Research Grants

A) Grant # 1
Supported by: King Abdulaziz City for Science and Technology (KACST)
Titele: Arabic Alphadigits Recognition System Using HMM and SAAVB Corpus
Period of Project:      12 months.
Grant Code: 28-157
Summary:
Spoken alphadigits recognition process is needed in many applications that need numbers and alphabets as input, such as telephone dialing using speech, addresses, airline reservation, automatic directory to retrieve or send information, etc. In the research Arabic alphadigits was investigated from the speech recognition problem point of view. The hidden Morkov model toolkit (HTK) was used to implement the isolated word recognizer with phoneme based HMM models. The system was an isolated whole-word speech recognizer. In the training and testing phase of the system, isolated digits data sets are taken from the telephony Arabic speech corpus, SAAVB. This standard corpus was developed by KACST and it is classified as a noisy speech database collected via fixed and mobile telephones. SAAVB consist of many subsets covering all digits, alphabets, read scripts, spontaneous speech, etc.
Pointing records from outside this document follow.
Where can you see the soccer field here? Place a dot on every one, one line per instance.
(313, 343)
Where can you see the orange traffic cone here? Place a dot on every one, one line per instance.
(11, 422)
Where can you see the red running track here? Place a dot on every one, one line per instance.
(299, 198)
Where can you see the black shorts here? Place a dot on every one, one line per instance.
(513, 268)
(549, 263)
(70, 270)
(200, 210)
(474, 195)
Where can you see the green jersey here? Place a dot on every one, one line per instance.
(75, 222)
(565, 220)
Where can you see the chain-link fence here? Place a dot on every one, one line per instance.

The recognition system achieved 92.89% overall correct digit recognition using mixed training and testing subsets collectively. On the other hand, the recognition system achieved 64.06% overall correct alphabets recognition using mixed training and testing subsets collectively. Also Arabic alphabets and digits were considered in one experiment by considering all six SAAVB partitions mentioned above. By this we considered 29 alphabets and ten digits and the system gave recognition correct rate of 76.06%.  The SAAVB evaluation was included in this research and put in this final report along with some recommendation in order to improve this important corpus.
 
B) Grant # 2
Supported by: King Abdulaziz City for Science and Technology (KACST)
Titele: Rhythm in Arabic Speech and Language (RASL): A New Research Initiative
Period of Project:      24 months.
Grant Code: 10INF1325-02
Summary:
In the project we aimed at establishing a new research paradigm in speech and language processing of Arabic language by giving the temporal organization of utterances and rhythm-based features a new role in various study domains and applications. Despite the fact that timing and rhythm play a crucial role in syntax and semantics of Arabic, current acoustical analyzers of speech do not include these aspects when comes the time to build speech processing systems. Recent work has developed a number of metrics that quantify rhythm in languages.  These rhythm metrics are based on acoustic measures and they can be calculated in both raw and rate-normalized forms.  Acoustic correlates of rhythm class in the speech signal have been proposed. These correlates have provided new insights into how speech timing functions both across and within languages. Main goal was to examine whether the rhythm metrics are sufficiently relevant to quantify and capture the duration variability in order to better characterize the durational differences that we observed among Arabic speakers with respect to some social factors such as age, native origin and regional accents.  These social factors are playing a role in structuring linguistic variation in Arabic. This is permitting us to gain a fuller account of potential differences between speakers that might be related to between-speaker variability in terms of rhythm scores. Therefore, a new and effective speech-enabled interface that incorporates well-adapted Arabic speech recognition systems using rhythm metrics was conducted and reported.
 
C) Grant  # 3
Supported by: King Abdulaziz City for Science and Technology (KACST)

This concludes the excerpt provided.